En la defensa de lo que se considera justo existen dosis diversas de violencia. Por eso los jóvenes toman las instalaciones de sus escuelas, por eso pintarrajean, bloquean y queman autobuses, «porque luchan por lo justo» creen muchos. Nunca ves a los padres de familia diciendo si están o no de acuerdo con el comportamiento de sus hijos. Se infiere que sí. Pero qué podemos esperar, si los maestros que imparten la educación pública hacen gala de excesos en sus manifestaciones, suspenden clases, pintarrajean, bloquean o agreden a la policía. Y el cuento es de nunca acabar, sus demandas son justas y por eso pueden hacer lo que se les da la gana. Hemos normalizado la violencia.

En política hoy más que nunca estamos inmersos en una fratricida guerra de insultos. Noroña insulta a sus compañeros diputados, pero también a cualquiera que en la calle ose incomodarlo. Como la «derecha» es hipócrita se merece eso y más. Son apátridas por pensar diferente. Se insulta a los periodistas, a quien disiente. La tolerancia no asoma. Todo mundo se ofusca, se irrita a la menor provocación. Y perdón que lo diga, pero el presidente no contribuye en nada por esa costumbre que tiene de partir en dos a los ciudadanos. Quizás ni cuenta se da, pero, siendo la máxima autoridad, ofende a muchos al ponerles etiquetas como letras escarlatas por el hecho de no compartir la visión que tiene del país. Millones no estamos de acuerdo y no merecemos toda esa serie de epítetos que a diario prodiga con cierta carga emotiva. Y no, no por eso tiene la culpa de los feminicidios. Nadie lo está señalando. A nadie se le ha atravesado la idea de confabular pensando que fue «el estado» como ellos inventaron con Ayotzinapa y ahora no saben a donde se fugó el «estado».

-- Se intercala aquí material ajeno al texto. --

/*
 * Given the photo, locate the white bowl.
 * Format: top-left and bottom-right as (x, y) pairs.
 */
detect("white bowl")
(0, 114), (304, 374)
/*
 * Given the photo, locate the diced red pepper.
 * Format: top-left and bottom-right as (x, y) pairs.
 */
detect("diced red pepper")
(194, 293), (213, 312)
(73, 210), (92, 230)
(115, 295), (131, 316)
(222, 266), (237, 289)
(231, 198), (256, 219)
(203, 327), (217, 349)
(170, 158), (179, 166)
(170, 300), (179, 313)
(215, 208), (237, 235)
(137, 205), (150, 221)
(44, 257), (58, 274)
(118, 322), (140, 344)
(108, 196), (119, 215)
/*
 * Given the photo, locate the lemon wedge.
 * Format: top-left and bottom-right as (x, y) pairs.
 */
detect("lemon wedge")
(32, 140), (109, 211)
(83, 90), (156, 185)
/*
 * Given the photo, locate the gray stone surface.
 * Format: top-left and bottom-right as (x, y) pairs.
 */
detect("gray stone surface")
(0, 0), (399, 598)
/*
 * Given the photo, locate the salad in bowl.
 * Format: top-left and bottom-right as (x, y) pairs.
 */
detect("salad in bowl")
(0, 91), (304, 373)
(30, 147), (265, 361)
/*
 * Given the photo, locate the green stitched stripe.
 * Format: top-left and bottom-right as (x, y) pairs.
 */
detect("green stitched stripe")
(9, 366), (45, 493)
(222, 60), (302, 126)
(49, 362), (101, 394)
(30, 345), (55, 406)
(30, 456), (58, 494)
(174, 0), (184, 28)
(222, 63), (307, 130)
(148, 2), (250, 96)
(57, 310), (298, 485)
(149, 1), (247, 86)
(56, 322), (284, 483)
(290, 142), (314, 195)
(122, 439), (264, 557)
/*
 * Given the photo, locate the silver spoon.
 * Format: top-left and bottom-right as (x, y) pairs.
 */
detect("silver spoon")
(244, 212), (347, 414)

El movimiento feminista que cada vez suma más adeptos ha manifestado su impotencia y coraje. En cambio, han recibido muestras de indolencia. Y llama la atención de un gobierno que se dice de izquierda y que debería estar abrazando este grave malestar social. Lo que más irrita a las feministas es que se diga que el llamado a protestar de una manera simbólica el nueve de marzo próximo, está orquestado por la derecha. Ese fantasma complotista que recorre la 4T y no los deja dormir. Más que politizar o partidizar se debe retomar el tema con toda seriedad. Pensar en el diseño de políticas públicas a corto, mediano y largo plazo. El machismo, en esencia, es producto de una cultura dominante que hoy prevalece en nuestra sociedad.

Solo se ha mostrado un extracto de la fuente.